To celebrate turning 40, I’ve challenged myself to blog for each of the 40 days leading into my birthday. This is post number 33. You can read all the posts here.
When you’re a control freak, the word ‘acceptance’ is completely foreign to you.
Why accept things as they are when you can control them into being the way you want them to be?
That was always my approach.
And, as foolish as you might think it sounds, there’s a huge positive feedback loop going on there. 99% of the bad things I predicted could happen, and controlled for, never happened.
That level of ‘success’ was hard to ignore.
But, what about when bad things happened that I didn’t predict?
I’d blame myself for a lack of foresight, of course.
‘How did I not see this coming?’
‘I can’t believe I let this happen.’
‘I need to try harder to ensure I’m never blindsided by this kind of thing again.’

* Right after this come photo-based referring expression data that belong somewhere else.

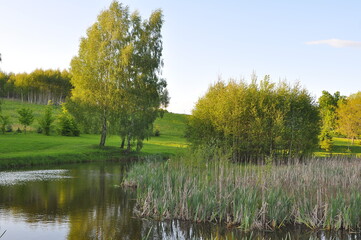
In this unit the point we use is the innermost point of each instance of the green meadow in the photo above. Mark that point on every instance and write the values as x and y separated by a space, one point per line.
19 149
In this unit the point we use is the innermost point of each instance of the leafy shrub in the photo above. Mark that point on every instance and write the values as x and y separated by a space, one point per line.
67 124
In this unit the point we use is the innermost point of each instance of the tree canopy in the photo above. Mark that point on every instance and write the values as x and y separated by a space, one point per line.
328 105
253 121
117 72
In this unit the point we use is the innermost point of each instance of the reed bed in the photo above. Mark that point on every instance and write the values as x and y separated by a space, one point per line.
319 193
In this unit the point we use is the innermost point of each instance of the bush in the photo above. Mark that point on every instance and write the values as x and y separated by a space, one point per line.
67 124
157 133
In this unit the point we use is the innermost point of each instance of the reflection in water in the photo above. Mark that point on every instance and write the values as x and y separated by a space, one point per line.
11 178
86 202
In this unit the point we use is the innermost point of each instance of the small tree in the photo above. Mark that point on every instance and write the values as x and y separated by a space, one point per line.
47 119
349 117
4 122
67 124
26 117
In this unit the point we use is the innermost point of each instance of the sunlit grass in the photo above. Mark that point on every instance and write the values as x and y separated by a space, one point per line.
32 148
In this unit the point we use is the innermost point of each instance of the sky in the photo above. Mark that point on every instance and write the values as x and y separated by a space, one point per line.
316 43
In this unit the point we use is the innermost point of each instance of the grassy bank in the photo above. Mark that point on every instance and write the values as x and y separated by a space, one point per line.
34 149
320 194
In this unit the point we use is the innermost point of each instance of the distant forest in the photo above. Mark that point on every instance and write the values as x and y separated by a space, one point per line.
39 86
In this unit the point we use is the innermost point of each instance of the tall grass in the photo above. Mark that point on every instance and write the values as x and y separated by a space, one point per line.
320 194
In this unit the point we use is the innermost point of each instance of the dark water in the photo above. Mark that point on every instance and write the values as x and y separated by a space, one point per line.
87 202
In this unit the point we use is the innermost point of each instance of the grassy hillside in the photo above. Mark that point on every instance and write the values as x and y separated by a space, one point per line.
33 148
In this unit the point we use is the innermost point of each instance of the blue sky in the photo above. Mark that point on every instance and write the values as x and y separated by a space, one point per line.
317 43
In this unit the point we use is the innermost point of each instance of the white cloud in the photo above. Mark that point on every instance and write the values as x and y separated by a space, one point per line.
338 43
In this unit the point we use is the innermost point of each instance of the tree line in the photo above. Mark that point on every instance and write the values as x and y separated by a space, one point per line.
253 121
39 86
264 120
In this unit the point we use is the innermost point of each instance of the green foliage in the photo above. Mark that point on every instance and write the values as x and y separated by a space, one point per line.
26 117
67 124
252 121
349 116
328 105
47 119
117 73
39 86
4 122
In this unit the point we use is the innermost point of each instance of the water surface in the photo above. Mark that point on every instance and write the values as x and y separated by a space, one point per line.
86 201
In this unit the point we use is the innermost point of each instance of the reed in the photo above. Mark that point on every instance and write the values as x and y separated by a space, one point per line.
319 193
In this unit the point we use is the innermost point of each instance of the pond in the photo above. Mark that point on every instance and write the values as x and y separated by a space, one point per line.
86 201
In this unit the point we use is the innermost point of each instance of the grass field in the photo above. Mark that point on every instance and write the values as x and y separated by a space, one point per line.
33 148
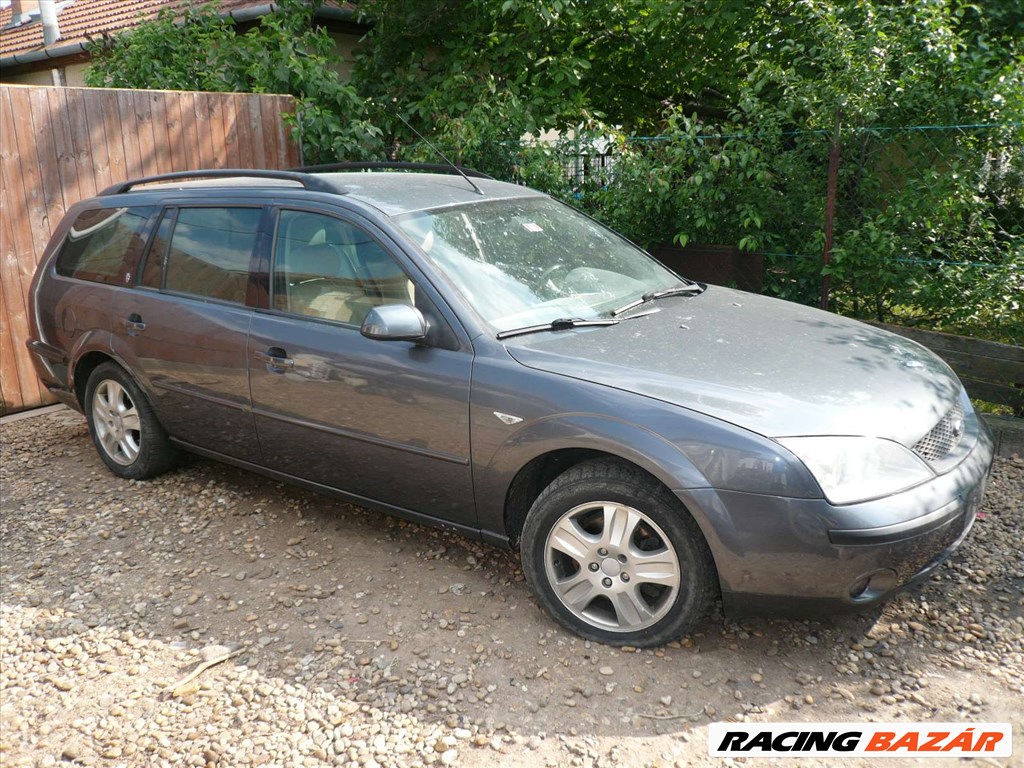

By the time I reached my thirties, and especially once kids came alone, I had no idea how to live in the present. I was permanently casting ahead, trying to anticipate disasters and protect those I loved from them.
I’m not sure what it was about this particular disaster that caused the dam to break, but it did.
It was the thing that finally made me realise that no matter how controlling I was and how much time I spent in the future, sometimes Shit Just Happens. And it happens to nice people as much as the not-so-nice.
It was around that time that I read Eckhart Tolle’s The Power of Now and the main thing that book reinforced was ‘Our capacity for dealing with the ‘now’ is 100%’.
So much of my living in the future was geared towards ensuring if something terrible happened, then at least I saw it coming and, in theory, would be able to deal with it better. The Power of Now made me realise that trying to take the edge off the discomfort and pain of future events by experiencing that discomfort and pain ahead of time was … kind of dumb.
So, step one in acceptance was realising I couldn’t control all future disasters out of my life, no matter how hard I tried.
Step two was understanding that living in the future was robbing me of joy in the ‘now’.
Step three came from a year-long exercise in learning to sit with discomfort and uncertainty.
This was difficult because every marketing message any of us have been exposed to over the years has the same idea at its core: discomfort is bad and anything you can do to avoid it, you should.
The truth is, for the most part, discomfort isn’t bad or good.
It just is.
It’s also a healthy and natural part of the human condition.
When you understand and accept this, you get exposed to this great irony:
Accepting things as they are, (i.e. sitting with discomfort in the moment), saves you from discomfort – the frustration and angst that goes with trying to control life into being the way it ‘should’ be.